Initial setup routine (so-called main)

In normal TinyEMU, VM setting is done from the JavaScript side, but it was a little inconvenient to unify with the native version, so I decided to prepare the main function.

The boot loader bbl32.bin and the Linux kernel kernel are once embedded in Emscripten's --preload-file application side and read by C language file I / O.

You can use the kernel built last time (https://qiita.com/okuoku/items/3133c75d26c57394fd1a) as it is, but the boot loader bbl32.bin comes with TinyEMU (https://bellard.org/tinyemu). You must use the one from /diskimage-linux-riscv-2018-09-23.tar.gz).

TinyEMU specific (?) HTIF implementation

TinyEMU does not emulate so-called UART devices, but implements HTIF (Host-Target IF), which was implemented by Spike (RISC-V official emulator).

However, unlike other implementations such as qemu, TinyEMU's HTIF implementation has a fixed address, and the bootloader is patched to convey the address.

#define HTIF_BASE_ADDR 0x40008000
diff --git a/bbl/bbl.lds b/bbl/bbl.lds
index 26f5816..615c3dc 100644
--- a/bbl/bbl.lds
+++ b/bbl/bbl.lds
@@ -43,15 +43,10 @@ SECTIONS
   _etext = .;
 
   /*--------------------------------------------------------------------*/
-  /* HTIF, isolated onto separate page                                  */
+  /* HTIF I/Os                                                          */
   /*--------------------------------------------------------------------*/
-  . = ALIGN(0x1000);
-  .htif :
-  {
-    PROVIDE( __htif_base = .);
-    *(.htif)
-  }
-  . = ALIGN(0x1000);
+  tohost = 0x40008000;
+  fromhost = 0x40008008;

A patch to this linker script fixes the addresses of tohost and fromhost.

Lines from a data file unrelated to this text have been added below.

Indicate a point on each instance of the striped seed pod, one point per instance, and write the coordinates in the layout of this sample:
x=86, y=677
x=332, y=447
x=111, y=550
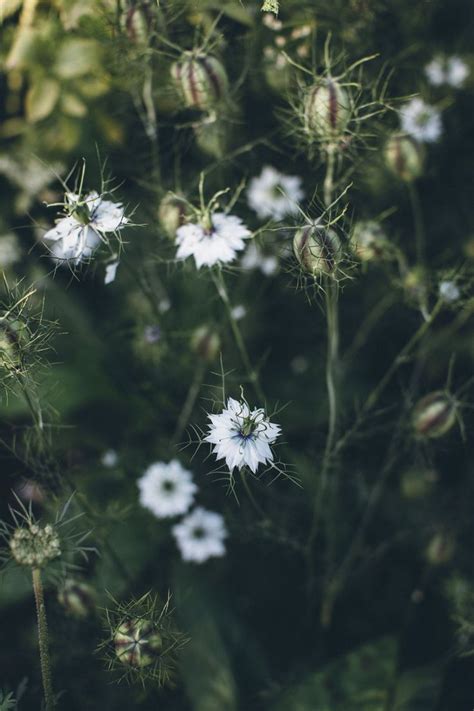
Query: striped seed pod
x=201, y=79
x=137, y=642
x=318, y=250
x=434, y=415
x=326, y=111
x=404, y=156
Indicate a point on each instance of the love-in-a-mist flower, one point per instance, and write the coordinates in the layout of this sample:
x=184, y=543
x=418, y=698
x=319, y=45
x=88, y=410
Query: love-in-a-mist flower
x=89, y=219
x=214, y=239
x=242, y=436
x=447, y=70
x=167, y=489
x=201, y=535
x=421, y=120
x=274, y=195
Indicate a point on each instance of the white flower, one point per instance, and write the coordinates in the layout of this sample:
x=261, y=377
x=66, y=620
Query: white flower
x=78, y=235
x=449, y=291
x=274, y=195
x=166, y=489
x=421, y=120
x=242, y=436
x=452, y=70
x=255, y=259
x=212, y=244
x=200, y=535
x=10, y=251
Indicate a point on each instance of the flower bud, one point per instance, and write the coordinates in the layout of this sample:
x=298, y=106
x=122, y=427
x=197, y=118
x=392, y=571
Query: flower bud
x=202, y=80
x=35, y=545
x=172, y=213
x=318, y=250
x=434, y=415
x=440, y=549
x=77, y=598
x=326, y=110
x=370, y=241
x=206, y=343
x=404, y=156
x=137, y=642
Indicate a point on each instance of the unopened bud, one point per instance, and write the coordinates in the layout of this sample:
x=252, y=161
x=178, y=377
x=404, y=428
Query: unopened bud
x=327, y=111
x=434, y=415
x=317, y=249
x=137, y=643
x=201, y=78
x=404, y=156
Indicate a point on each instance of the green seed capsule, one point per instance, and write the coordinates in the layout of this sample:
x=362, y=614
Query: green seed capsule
x=326, y=111
x=404, y=156
x=317, y=250
x=434, y=415
x=137, y=643
x=202, y=80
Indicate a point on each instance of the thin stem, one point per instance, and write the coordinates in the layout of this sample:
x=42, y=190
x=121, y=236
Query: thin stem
x=45, y=662
x=252, y=374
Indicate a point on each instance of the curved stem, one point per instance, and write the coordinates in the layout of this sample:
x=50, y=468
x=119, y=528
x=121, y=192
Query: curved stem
x=43, y=640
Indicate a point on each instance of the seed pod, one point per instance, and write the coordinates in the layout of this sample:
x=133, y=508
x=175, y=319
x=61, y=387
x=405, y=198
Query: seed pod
x=440, y=549
x=318, y=250
x=77, y=598
x=370, y=241
x=137, y=642
x=172, y=213
x=202, y=80
x=326, y=111
x=206, y=343
x=434, y=415
x=404, y=156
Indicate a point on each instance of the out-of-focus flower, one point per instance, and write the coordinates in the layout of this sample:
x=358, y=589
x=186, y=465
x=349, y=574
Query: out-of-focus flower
x=274, y=195
x=242, y=436
x=200, y=536
x=76, y=236
x=214, y=241
x=447, y=70
x=167, y=489
x=421, y=120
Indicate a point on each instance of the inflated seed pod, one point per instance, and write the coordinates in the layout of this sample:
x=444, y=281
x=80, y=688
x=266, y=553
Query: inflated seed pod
x=404, y=156
x=201, y=78
x=326, y=110
x=434, y=415
x=317, y=249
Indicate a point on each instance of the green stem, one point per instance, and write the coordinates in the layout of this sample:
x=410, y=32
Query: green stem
x=252, y=374
x=49, y=699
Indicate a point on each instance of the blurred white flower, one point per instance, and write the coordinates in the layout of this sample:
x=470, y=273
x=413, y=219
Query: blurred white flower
x=10, y=251
x=200, y=535
x=255, y=259
x=109, y=458
x=217, y=242
x=239, y=312
x=421, y=121
x=274, y=195
x=451, y=70
x=242, y=436
x=166, y=489
x=449, y=291
x=78, y=235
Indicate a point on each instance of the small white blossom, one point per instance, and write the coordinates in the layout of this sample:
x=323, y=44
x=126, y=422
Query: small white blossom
x=166, y=489
x=274, y=195
x=451, y=70
x=449, y=291
x=242, y=436
x=200, y=535
x=421, y=120
x=78, y=235
x=212, y=244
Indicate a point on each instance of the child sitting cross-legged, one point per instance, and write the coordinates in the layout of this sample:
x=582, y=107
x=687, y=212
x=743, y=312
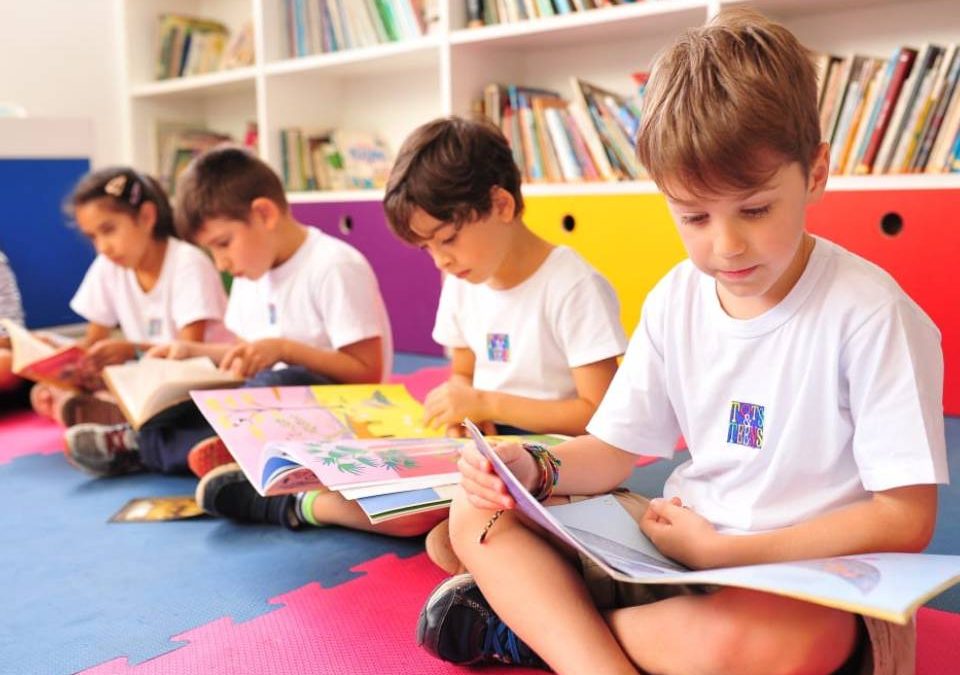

volatile uint64_t tohost __attribute__((section(".htif")));
volatile uint64_t fromhost __attribute__((section(".htif")));

Originally, these addresses are acquired when the emulator loads.

In the first place, HTIF itself is an old specification, so it may not matter now, but I also want a more serious protocol.

Use HTIF at 32bit

Since HTIF is a 64-bit wide interface, it cannot be used with a 32-bit architecture. (If writing conflicts with two or more CPUs, it cannot be processed safely)

Since TinyEMU does not support multiprocessors, it seems that this area is not particularly concerned, ** By declaring the register with 32 bit width and making it a code that is activated at the timing when the upper word is written ** 32 bit / 64 bit Both are supported.

... qemu supports multiprocessors, so I don't think the same policy will work. ..

Kanso

I was prepared that the RISC-V 32bit environment was prepared too recently and it is variously behind 64bit, but it is a bit that pure debugging I / F like HTIF does not support 32bit. It was unexpected.

TODO: You have to set -s SINGLE_FILE = 1 to distribute with npm, and make the kernel and bootloader provided externally.